H8: Higher-Dimensional Generalization
Statement: In n dimensions with regularisation, the optimal hyperplane passes through k points where 1 ≤ k ≤ n+1, with k depending on λ.
Status: VALIDATED for n=2 (2025-12-02)
Evidence: 2D experiments confirm: k(0) ≥ 3, k monotonically decreases with λ, discrete thresholds exist.
Active Hypotheses (Under Investigation)
H5: p-Adic Regularisation Prefers High-Valuation Coefficients
Statement: When using p-adic regularisation (penalty = |β|p), the optimal coefficients tend to have high p-adic valuations (divisible by higher powers of p).
Status: UNDER INVESTIGATION
Evidence: Preliminary experiment shows different optimal slopes for p-adic vs real L2 regularisation.
H7: Generalized Base r Interpolation
Statement: Using r-v(t) instead of p-v(t):
- As r→1: Solution approaches binary (nearest neighbor) selection
- As r→∞: Solution approaches minimax (minimize maximum residual)
Status: PROPOSED
H9: Prime Dependence Structure
Statement: The number and location of thresholds depend systematically on the choice of prime p.

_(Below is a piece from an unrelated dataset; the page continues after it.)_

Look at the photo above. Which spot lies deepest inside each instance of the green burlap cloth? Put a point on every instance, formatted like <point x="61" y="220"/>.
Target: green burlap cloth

Status: UNDER INVESTIGATION
Evidence: For the same dataset, p=2 gives 1 threshold while p=3,5,7 give 2 thresholds at different locations.
Proposed Hypotheses (To Be Tested)
H10: Threshold Count Upper Bound
Statement: For a dataset of m points in n dimensions, the number of thresholds is at most C(m, n+1) - 1.
Rationale: There are C(m, n+1) ways to choose n+1 points to determine a hyperplane. Each threshold corresponds to a switch between candidate hyperplanes.
H11: Universal Threshold at Strong Regularisation
Statement: For sufficiently large λ, the optimal solution is always the horizontal hyperplane through the "p-adic median" of the y-values.
Rationale: When slopes are too expensive, the intercept-only solution minimizes the data loss.
Invalidated Hypotheses
None yet.